Well, I live in Europe, but I'm american, so region free dvd'ing is a big issue for me. At first I noticed that yes, I can rip some other-region dvd's to my hd. But not all. It depended on the encryption. For example, I could not rip the region 2 DVD of Buffy the Vampire slayer (which I own. I just wanted to rip it so I could watch it on my computer, since it some episodes don't play correctly on my PS2).
When I flashed my DVD's bios to make it region free, I no longer had this problem. I can rip anything. I can also play any DVD under windows. Unfortunately, I can no longer watch encrypted DVD's under linux. I know I had the software setup correctly because prior to the flashing I could watch any dvd of the appropriate region. Now even dvd's which previously played, no longer do so.
So I'm wondering if some of the information in your posting are entirely accurate.

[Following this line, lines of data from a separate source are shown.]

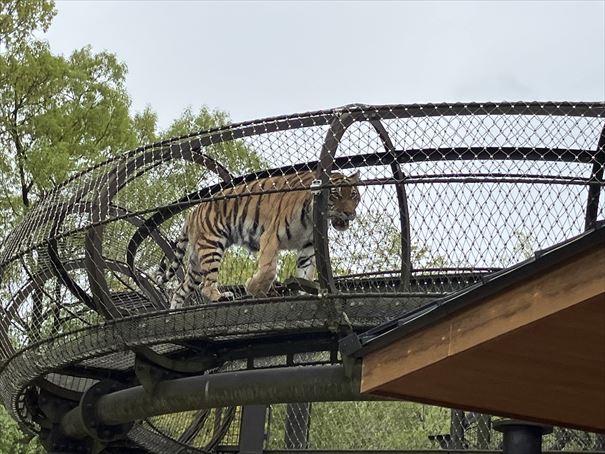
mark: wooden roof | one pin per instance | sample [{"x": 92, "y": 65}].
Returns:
[{"x": 533, "y": 348}]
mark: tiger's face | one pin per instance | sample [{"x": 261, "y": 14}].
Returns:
[{"x": 343, "y": 201}]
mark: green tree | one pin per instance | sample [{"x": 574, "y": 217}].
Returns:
[
  {"x": 57, "y": 114},
  {"x": 12, "y": 440}
]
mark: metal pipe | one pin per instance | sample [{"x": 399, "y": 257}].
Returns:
[{"x": 249, "y": 387}]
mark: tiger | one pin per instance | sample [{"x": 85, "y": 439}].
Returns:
[{"x": 264, "y": 223}]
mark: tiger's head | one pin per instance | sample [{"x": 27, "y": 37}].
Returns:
[{"x": 344, "y": 198}]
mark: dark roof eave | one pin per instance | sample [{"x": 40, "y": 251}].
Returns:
[{"x": 388, "y": 332}]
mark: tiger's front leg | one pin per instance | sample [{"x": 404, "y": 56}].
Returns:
[
  {"x": 305, "y": 262},
  {"x": 260, "y": 284}
]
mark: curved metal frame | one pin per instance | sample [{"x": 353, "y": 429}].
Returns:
[{"x": 102, "y": 211}]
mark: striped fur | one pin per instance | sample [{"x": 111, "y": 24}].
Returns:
[{"x": 264, "y": 222}]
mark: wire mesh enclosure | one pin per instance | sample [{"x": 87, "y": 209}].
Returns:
[{"x": 257, "y": 246}]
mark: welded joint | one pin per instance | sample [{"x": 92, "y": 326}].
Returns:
[
  {"x": 89, "y": 418},
  {"x": 48, "y": 411},
  {"x": 150, "y": 375}
]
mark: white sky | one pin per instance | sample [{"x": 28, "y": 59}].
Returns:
[{"x": 257, "y": 59}]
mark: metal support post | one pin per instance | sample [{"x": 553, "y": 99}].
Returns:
[
  {"x": 521, "y": 437},
  {"x": 252, "y": 431}
]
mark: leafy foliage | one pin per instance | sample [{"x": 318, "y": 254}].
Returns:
[{"x": 12, "y": 440}]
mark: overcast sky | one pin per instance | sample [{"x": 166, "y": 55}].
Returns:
[{"x": 257, "y": 59}]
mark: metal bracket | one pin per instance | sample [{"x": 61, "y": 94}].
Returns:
[
  {"x": 315, "y": 187},
  {"x": 151, "y": 368},
  {"x": 304, "y": 285}
]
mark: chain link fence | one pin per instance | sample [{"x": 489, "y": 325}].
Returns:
[{"x": 298, "y": 228}]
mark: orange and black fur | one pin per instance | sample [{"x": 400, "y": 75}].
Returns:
[{"x": 263, "y": 222}]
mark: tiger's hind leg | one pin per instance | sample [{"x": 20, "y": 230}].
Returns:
[
  {"x": 210, "y": 254},
  {"x": 305, "y": 262},
  {"x": 260, "y": 284}
]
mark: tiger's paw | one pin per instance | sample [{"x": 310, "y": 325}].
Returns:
[
  {"x": 227, "y": 296},
  {"x": 258, "y": 289}
]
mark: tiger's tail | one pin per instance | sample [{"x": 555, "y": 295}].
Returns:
[{"x": 164, "y": 272}]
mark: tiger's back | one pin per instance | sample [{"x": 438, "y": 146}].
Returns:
[{"x": 265, "y": 216}]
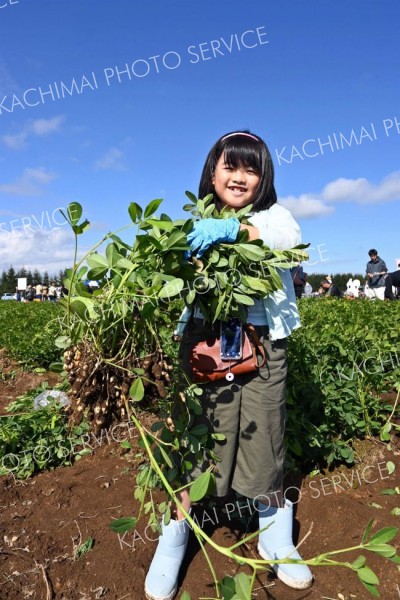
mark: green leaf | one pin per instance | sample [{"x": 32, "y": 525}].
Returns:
[
  {"x": 391, "y": 467},
  {"x": 383, "y": 549},
  {"x": 175, "y": 239},
  {"x": 227, "y": 587},
  {"x": 135, "y": 212},
  {"x": 367, "y": 530},
  {"x": 387, "y": 534},
  {"x": 220, "y": 437},
  {"x": 78, "y": 229},
  {"x": 243, "y": 586},
  {"x": 152, "y": 207},
  {"x": 166, "y": 457},
  {"x": 201, "y": 485},
  {"x": 84, "y": 308},
  {"x": 242, "y": 299},
  {"x": 359, "y": 562},
  {"x": 172, "y": 288},
  {"x": 56, "y": 367},
  {"x": 372, "y": 589},
  {"x": 367, "y": 576},
  {"x": 124, "y": 263},
  {"x": 250, "y": 251},
  {"x": 74, "y": 210},
  {"x": 96, "y": 260},
  {"x": 163, "y": 225},
  {"x": 126, "y": 444},
  {"x": 190, "y": 298},
  {"x": 122, "y": 525},
  {"x": 199, "y": 430},
  {"x": 191, "y": 197},
  {"x": 136, "y": 391},
  {"x": 84, "y": 548},
  {"x": 63, "y": 342}
]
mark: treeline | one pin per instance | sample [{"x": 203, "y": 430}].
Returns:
[
  {"x": 340, "y": 280},
  {"x": 9, "y": 279}
]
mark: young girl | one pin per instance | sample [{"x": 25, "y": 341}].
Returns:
[{"x": 249, "y": 411}]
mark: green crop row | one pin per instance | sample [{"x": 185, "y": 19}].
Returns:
[
  {"x": 343, "y": 359},
  {"x": 28, "y": 332}
]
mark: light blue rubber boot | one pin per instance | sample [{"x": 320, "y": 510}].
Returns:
[
  {"x": 276, "y": 542},
  {"x": 162, "y": 578}
]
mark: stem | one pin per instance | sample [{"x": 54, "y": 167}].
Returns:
[
  {"x": 321, "y": 560},
  {"x": 210, "y": 565}
]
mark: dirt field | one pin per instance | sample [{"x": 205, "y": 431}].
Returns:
[{"x": 43, "y": 520}]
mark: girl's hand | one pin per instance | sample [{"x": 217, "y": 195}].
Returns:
[{"x": 212, "y": 231}]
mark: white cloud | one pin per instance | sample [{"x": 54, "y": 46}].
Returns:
[
  {"x": 45, "y": 126},
  {"x": 361, "y": 190},
  {"x": 16, "y": 141},
  {"x": 30, "y": 183},
  {"x": 306, "y": 206},
  {"x": 37, "y": 127},
  {"x": 112, "y": 160},
  {"x": 343, "y": 190},
  {"x": 40, "y": 248}
]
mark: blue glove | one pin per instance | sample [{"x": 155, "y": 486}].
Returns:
[{"x": 212, "y": 231}]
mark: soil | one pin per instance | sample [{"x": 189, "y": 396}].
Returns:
[{"x": 45, "y": 519}]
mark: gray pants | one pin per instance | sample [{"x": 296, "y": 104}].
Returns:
[{"x": 250, "y": 411}]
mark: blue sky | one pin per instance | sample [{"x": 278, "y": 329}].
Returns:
[{"x": 318, "y": 80}]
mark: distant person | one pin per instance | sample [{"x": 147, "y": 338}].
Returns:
[
  {"x": 39, "y": 292},
  {"x": 299, "y": 280},
  {"x": 52, "y": 295},
  {"x": 328, "y": 288},
  {"x": 45, "y": 292},
  {"x": 392, "y": 281},
  {"x": 29, "y": 294},
  {"x": 376, "y": 271}
]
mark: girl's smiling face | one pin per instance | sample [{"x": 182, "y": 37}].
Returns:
[{"x": 235, "y": 186}]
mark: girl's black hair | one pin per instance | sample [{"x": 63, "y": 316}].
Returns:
[{"x": 242, "y": 151}]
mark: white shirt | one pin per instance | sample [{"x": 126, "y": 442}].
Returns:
[{"x": 279, "y": 231}]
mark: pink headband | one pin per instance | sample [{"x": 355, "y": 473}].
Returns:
[{"x": 253, "y": 137}]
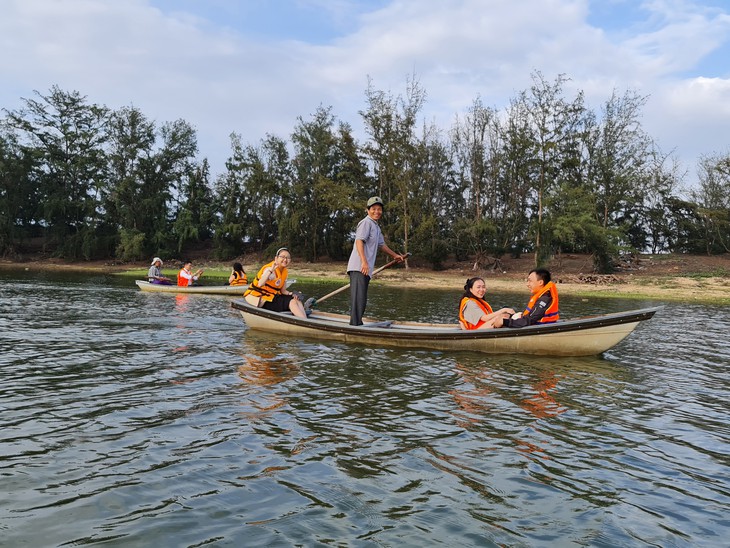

Specifically, my experience says one cannot always rip the content of a disc, regardless of region. It seems to be possible only when the dvd is not encrypted.
I don't know the root cause of this, but based on that experience, I'd guess flashing of the bios will still be necessary for encrypted cd's.
that said, I'm thinking my problem is I don't have a tool like DVD genie for linux, that software sets a region code when scanning the dvd to play it. Anyone know of a solution to this problem?